Sheet 3.1: Gradient descent by hand#
Author: Michael Franke
This short notebook will optimize a parameter with gradient descent without using PyTorch’s optimizer. The purpose of this is to demonstrate how vanilla GD works under the hood. We use the previous example of finding the MLE for a Gaussian mean.
Packages#
We will need the usual packages.
import torch
import warnings
warnings.filterwarnings('ignore')
Training data#
The training data are `nObs` samples from a standard normal.
nObs = 10000
trueLocation = 0 # mean of a normal
trueDist = torch.distributions.Normal(loc=trueLocation, scale=1.0)
trainData = trueDist.sample([nObs])
empirical_mean = torch.mean(trainData)
Training by manual gradient descent#
We will actually train two parameters on the same data in parallel. `location` will be updated by hand; `location2` will be updated with PyTorch’s `SGD` optimizer.

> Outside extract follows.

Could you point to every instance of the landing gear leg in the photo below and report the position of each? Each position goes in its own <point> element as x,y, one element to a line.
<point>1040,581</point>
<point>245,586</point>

We will use the same learning rate for both.
location = torch.tensor(1.0, requires_grad=True)
location2 = torch.tensor(1.0, requires_grad=True)
learningRate = 0.00001
nTrainingSteps = 100
opt = torch.optim.SGD([location2], lr = learningRate)
The training loop here first updates by hand, then using the built-in`SGD`. Every 5 rounds we output the current value of `location` and `location2`, as well as the difference between them.

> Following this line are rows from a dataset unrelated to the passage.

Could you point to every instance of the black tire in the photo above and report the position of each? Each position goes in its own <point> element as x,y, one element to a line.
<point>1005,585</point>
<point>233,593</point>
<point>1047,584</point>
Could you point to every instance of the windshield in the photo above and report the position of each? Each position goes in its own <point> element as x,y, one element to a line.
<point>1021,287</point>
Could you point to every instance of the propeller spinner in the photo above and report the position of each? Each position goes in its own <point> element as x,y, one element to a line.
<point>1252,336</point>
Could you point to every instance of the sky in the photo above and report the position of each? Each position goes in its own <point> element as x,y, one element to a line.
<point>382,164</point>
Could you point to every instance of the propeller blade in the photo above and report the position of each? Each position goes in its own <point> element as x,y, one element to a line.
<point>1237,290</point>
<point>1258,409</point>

But, oh no! What’s this? There must be a bunch of mistakes in this code! See Exercise below.
print('\n%5s %15s %15s %15s' %
("step", "estimate", "estimate2", "difference") )
for i in range(nTrainingSteps):
# manual computation
prediction = torch.distributions.Normal(loc=location, scale=1.0)
loss = -torch.sum(prediction.log_prob(trainData))
loss.backward()
with torch.no_grad():
# we must embedd this under 'torch.no_grad()' b/c we
# do not want this update state to affect the gradients
location -= learningRate * location.grad
location.grad = torch.tensor(1.0)
# using PyTorch optimizer
prediction2 = torch.distributions.Normal(loc=location2, scale=1.0)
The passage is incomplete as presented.